The things that I did like:
1- I love how Emily Ley writes, like she understands you and your daily struggles in the home. I would love to have her writing style combined with a more substantial book.
2- It's beautifully laid out and I think would make a nice gift. This isn't something that I really desire in a book of this nature, but I can see it being appealing for others.
1. I will echo many other reviewers by saying it is filled with basic common sense life-hacks anyone should have nailed down by the time they are at least one year out of college. There's alot of fluff by way of empty white space, tons of pictures, and blown up quotes already stated in the body of the text.
2. There are tons of inconsistencies between the text and the pictures as well as what you would find on social media. For example she tells you not to bother with a perfectly organized pantry full of plastic bins and labels and then shows pictures of her pantry, cabinets, and drawers all filled with bins. On social media when her mom comes to town she will often post a video of them at The Container Store shopping for more bins. To be clear I don't have a problem with a perfectly organized pantry it's the mismatch of advice and perceived lifestyle that is frustrsting. If you're reading a book about how to simplify and prioritze what matters most you want the advice to feel belivable and doable by way of the authors example.
3. Also, it is imporant to note that while she is a work from home mom she has more agency over her schedule than most people do. Whether you work full-time or stay at home with kids or work from home most people don't have the degree of flexibility and funds that she has to employ many of the simplification techniques she describes. Its hard to make room for most of these things if you have a full time job and as soon as you are off for the day you are spending all your spare time with kids and keeping the house afloat with food, laundry, etc. If you're a stay at home mom you are spending almost all of your time with kids, cooking, cleaning etc. There simply isn't enough nap time in the world to accomplish all of this along with the day to day tasks of running a home. I consider it an injustice to women to say you can have several kids and a thriving career and have your home in ship shape too. For most people that is either financially impossible or practically impossible or both based on the normal limitations and circumstances most women live with. Hers is a very unique life. Simply put most women don't run a financially thriving internet based work from home company and therefore can't replicate.

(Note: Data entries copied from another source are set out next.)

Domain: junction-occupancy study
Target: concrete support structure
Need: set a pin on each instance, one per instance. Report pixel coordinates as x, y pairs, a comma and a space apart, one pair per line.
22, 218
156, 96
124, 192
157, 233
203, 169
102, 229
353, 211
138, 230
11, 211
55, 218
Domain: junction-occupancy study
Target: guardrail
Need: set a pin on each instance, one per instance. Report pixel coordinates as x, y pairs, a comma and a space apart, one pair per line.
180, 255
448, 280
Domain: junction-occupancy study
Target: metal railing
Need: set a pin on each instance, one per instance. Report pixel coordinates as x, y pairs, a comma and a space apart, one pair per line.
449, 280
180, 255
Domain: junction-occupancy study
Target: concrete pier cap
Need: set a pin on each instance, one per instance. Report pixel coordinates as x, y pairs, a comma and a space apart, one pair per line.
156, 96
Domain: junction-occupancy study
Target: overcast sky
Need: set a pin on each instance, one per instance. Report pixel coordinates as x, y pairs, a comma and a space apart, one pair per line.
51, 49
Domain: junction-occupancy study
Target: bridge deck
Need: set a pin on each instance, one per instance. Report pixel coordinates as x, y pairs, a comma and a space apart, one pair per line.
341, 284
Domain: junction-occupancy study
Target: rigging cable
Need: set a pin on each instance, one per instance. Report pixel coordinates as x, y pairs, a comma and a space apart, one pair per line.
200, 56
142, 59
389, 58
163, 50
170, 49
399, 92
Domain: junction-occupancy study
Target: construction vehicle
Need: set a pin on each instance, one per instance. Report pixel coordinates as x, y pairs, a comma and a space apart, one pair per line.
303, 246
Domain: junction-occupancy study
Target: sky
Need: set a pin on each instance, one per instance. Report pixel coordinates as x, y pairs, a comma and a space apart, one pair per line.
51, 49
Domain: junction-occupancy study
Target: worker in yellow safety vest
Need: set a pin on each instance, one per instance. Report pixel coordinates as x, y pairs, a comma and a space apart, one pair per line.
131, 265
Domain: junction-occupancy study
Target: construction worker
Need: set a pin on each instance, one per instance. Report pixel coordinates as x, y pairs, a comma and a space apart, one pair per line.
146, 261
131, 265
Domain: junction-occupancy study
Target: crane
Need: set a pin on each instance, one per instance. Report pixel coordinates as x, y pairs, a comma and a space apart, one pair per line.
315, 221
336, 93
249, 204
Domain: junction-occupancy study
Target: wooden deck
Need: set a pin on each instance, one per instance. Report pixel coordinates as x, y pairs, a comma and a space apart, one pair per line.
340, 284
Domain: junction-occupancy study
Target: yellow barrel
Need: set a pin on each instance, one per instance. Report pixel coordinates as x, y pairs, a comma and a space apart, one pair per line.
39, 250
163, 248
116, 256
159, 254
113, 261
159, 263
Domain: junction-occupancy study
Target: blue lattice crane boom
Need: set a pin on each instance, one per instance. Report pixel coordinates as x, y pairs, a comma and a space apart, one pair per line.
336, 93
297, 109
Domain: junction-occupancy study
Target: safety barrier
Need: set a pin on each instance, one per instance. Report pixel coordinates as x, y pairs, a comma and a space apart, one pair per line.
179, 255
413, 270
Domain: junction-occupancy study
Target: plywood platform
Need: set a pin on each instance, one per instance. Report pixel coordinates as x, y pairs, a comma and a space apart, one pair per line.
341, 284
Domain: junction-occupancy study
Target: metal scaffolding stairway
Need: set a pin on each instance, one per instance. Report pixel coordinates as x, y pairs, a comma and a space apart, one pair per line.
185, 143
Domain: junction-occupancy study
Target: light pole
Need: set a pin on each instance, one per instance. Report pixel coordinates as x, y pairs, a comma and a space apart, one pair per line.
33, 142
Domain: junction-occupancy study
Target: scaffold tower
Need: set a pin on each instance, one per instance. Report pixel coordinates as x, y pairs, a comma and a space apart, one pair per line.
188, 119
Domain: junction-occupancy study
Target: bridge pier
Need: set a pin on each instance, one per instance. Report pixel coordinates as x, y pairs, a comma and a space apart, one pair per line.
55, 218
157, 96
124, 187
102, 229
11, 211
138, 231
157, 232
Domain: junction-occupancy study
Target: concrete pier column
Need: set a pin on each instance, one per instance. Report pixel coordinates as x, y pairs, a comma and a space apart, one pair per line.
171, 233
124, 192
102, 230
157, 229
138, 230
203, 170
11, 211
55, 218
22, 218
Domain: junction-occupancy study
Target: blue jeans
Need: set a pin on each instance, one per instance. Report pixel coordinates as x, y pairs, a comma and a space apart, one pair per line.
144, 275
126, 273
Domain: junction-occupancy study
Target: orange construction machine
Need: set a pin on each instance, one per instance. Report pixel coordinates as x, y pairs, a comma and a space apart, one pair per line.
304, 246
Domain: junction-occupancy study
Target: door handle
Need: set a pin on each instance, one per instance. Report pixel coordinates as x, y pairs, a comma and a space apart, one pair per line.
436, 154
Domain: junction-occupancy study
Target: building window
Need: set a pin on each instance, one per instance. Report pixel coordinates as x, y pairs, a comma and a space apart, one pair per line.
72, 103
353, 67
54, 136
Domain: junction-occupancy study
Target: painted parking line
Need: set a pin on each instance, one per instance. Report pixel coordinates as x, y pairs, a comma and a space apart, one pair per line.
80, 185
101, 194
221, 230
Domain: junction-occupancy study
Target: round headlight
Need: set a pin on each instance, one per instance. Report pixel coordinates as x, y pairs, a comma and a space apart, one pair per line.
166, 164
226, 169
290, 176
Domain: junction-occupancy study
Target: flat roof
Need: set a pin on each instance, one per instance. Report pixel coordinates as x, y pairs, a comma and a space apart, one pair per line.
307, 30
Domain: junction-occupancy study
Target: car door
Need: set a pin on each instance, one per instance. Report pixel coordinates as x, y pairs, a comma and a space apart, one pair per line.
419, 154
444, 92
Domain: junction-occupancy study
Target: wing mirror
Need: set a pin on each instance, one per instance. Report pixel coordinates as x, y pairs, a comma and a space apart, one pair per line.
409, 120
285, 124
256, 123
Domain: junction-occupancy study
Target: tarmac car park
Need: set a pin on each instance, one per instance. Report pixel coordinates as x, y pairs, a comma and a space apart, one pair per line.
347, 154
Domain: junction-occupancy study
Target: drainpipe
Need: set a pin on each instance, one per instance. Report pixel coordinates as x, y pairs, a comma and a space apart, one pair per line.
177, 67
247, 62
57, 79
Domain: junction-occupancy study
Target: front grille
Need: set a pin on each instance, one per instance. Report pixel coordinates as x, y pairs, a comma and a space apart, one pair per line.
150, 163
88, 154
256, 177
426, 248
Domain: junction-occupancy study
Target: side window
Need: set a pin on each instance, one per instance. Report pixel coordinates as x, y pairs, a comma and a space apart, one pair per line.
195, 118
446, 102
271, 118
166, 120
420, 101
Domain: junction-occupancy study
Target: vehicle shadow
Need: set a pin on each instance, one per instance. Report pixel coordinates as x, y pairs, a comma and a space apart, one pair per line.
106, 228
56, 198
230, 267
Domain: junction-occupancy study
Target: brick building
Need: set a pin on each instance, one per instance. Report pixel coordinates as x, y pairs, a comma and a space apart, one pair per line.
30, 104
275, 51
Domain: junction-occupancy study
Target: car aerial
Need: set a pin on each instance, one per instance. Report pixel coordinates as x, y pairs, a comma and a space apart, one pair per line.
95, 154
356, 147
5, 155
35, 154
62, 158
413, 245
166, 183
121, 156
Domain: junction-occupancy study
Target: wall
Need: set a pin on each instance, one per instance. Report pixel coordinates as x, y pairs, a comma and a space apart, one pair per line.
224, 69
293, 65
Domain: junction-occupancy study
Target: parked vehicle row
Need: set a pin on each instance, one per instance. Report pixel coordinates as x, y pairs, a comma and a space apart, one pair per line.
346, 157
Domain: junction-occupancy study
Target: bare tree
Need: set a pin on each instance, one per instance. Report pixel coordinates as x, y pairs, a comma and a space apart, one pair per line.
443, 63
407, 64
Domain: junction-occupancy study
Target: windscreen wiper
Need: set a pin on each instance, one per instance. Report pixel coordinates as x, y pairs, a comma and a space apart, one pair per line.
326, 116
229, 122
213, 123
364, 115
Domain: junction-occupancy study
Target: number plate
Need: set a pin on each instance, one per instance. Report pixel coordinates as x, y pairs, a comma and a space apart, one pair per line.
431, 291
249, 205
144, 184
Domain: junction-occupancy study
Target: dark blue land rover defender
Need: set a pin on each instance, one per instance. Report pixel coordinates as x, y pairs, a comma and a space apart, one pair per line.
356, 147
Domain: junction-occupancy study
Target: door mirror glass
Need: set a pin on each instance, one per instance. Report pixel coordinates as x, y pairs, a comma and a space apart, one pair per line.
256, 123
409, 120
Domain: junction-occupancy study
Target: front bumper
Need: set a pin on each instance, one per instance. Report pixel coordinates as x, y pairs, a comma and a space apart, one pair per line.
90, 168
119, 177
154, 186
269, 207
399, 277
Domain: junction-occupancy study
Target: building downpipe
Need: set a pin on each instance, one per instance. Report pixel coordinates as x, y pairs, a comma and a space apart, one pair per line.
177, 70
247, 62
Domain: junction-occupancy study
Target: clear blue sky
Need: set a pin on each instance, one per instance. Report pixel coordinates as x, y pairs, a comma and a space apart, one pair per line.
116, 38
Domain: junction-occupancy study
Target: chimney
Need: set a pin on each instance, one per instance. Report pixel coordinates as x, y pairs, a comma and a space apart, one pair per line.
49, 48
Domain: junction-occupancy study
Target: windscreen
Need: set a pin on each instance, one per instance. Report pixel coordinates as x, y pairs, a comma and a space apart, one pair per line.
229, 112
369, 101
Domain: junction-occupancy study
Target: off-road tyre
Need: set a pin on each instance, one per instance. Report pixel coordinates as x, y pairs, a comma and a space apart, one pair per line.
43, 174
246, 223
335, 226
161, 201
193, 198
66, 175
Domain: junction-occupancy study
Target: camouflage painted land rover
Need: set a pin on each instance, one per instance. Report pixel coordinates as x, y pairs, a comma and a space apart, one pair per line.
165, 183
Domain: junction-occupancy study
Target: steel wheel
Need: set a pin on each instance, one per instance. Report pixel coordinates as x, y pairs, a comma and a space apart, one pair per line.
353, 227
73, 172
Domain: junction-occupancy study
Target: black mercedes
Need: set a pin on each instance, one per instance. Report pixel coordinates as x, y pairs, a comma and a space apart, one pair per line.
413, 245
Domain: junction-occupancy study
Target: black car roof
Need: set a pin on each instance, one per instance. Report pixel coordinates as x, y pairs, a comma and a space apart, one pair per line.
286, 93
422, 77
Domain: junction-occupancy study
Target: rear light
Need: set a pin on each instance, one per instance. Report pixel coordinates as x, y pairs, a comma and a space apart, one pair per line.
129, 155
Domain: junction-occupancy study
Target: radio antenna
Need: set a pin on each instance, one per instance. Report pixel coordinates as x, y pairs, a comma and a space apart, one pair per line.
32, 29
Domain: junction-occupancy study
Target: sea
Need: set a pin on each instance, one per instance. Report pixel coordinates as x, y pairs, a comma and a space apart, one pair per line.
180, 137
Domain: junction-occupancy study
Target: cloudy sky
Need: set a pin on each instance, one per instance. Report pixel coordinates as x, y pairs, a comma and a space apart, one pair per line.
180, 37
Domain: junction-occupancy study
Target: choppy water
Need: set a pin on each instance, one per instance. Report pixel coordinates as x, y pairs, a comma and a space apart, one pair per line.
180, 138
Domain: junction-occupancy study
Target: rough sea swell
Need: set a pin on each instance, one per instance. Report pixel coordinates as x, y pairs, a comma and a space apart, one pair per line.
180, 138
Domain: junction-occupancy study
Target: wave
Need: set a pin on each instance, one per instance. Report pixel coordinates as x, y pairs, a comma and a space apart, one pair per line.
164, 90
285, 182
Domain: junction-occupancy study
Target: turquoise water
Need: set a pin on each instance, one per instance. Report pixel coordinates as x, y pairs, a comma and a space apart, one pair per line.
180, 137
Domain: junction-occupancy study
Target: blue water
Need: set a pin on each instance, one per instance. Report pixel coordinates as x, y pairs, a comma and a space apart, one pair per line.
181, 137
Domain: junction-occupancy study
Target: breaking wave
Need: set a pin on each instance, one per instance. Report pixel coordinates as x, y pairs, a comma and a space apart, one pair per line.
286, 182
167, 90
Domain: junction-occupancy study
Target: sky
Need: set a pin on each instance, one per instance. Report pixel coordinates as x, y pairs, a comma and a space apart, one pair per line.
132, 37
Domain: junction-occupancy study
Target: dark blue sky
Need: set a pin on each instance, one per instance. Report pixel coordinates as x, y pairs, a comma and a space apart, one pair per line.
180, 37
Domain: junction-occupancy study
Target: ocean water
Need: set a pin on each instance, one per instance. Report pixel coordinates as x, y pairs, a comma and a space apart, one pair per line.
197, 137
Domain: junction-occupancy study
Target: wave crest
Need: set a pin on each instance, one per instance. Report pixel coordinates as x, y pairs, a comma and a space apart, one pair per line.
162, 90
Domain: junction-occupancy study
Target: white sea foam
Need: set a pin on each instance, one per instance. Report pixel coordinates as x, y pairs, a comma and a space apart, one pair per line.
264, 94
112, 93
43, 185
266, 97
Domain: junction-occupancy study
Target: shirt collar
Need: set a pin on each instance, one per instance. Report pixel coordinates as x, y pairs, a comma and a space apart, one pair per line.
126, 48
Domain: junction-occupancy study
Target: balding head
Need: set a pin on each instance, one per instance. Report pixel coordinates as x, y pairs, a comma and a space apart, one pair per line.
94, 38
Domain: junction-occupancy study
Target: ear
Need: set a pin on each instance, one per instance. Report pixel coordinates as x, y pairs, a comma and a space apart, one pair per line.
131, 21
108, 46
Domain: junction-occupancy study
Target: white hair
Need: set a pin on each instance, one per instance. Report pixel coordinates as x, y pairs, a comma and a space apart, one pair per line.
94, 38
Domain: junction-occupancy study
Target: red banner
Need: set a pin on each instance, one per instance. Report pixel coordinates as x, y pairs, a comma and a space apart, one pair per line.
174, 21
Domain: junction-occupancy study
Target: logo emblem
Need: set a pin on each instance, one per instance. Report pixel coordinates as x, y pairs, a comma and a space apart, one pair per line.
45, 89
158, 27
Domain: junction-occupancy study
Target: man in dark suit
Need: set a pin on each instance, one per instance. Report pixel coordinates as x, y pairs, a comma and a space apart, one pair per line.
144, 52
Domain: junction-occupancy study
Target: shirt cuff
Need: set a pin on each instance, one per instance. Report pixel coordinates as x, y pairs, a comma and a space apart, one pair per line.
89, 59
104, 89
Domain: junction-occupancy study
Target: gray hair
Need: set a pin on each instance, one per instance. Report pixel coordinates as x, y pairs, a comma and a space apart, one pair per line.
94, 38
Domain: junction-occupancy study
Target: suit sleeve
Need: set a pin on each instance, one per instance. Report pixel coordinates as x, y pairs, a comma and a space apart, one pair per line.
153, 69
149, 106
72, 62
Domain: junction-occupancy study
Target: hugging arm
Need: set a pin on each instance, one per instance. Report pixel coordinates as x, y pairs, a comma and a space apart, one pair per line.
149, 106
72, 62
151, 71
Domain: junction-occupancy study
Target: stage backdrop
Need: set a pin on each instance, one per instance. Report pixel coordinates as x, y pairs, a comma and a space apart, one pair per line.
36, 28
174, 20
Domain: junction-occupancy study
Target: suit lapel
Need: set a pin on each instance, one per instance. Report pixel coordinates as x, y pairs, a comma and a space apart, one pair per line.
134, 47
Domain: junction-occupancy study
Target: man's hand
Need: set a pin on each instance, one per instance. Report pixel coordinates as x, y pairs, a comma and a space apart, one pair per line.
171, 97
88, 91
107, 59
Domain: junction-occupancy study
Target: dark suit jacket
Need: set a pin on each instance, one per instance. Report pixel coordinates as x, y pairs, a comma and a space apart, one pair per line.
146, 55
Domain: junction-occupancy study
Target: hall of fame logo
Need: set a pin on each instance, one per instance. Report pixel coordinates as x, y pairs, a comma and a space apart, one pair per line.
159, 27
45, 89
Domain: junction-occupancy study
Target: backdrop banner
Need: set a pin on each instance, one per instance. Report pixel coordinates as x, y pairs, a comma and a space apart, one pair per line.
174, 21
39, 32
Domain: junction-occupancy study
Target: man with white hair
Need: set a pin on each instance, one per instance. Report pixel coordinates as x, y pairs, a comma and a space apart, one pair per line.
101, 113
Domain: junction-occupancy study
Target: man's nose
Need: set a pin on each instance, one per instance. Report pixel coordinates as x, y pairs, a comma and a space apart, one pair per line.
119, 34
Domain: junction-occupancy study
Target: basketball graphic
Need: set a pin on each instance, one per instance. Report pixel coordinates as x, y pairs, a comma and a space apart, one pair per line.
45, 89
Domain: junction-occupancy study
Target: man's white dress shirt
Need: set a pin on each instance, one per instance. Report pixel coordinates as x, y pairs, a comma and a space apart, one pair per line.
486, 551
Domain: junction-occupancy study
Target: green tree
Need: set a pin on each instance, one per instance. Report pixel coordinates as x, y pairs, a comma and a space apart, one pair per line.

4. Lastly, it is frustrating to see a reputable Christian publishing house print a book like this. It was marketed as a spiritual book, but paying lip service to God a few times here and there doesn't make a book spiritual. There is very little if anything in this book that would point you to Christ. It's truly a missed opportunity on the publisher's part. The best way to simplify a life is to look at what matters most through the lens of scripture and focus on living true to that. It often frustrates me that this author is linked with authors like Lara Casey because one offers true depth and spiritual direction to a simplifed life focusing on what matters most while the other just comes across as disingenuous.
I would instead recommend
1. Cultivate by Lara Casey for a simplified life through Christ
2. The Life Changing Magic of Tidying Up for simplifying your environment.
If you do decide this book is for you just remember before you ever crack the cover that comparison really is the theif of all joy.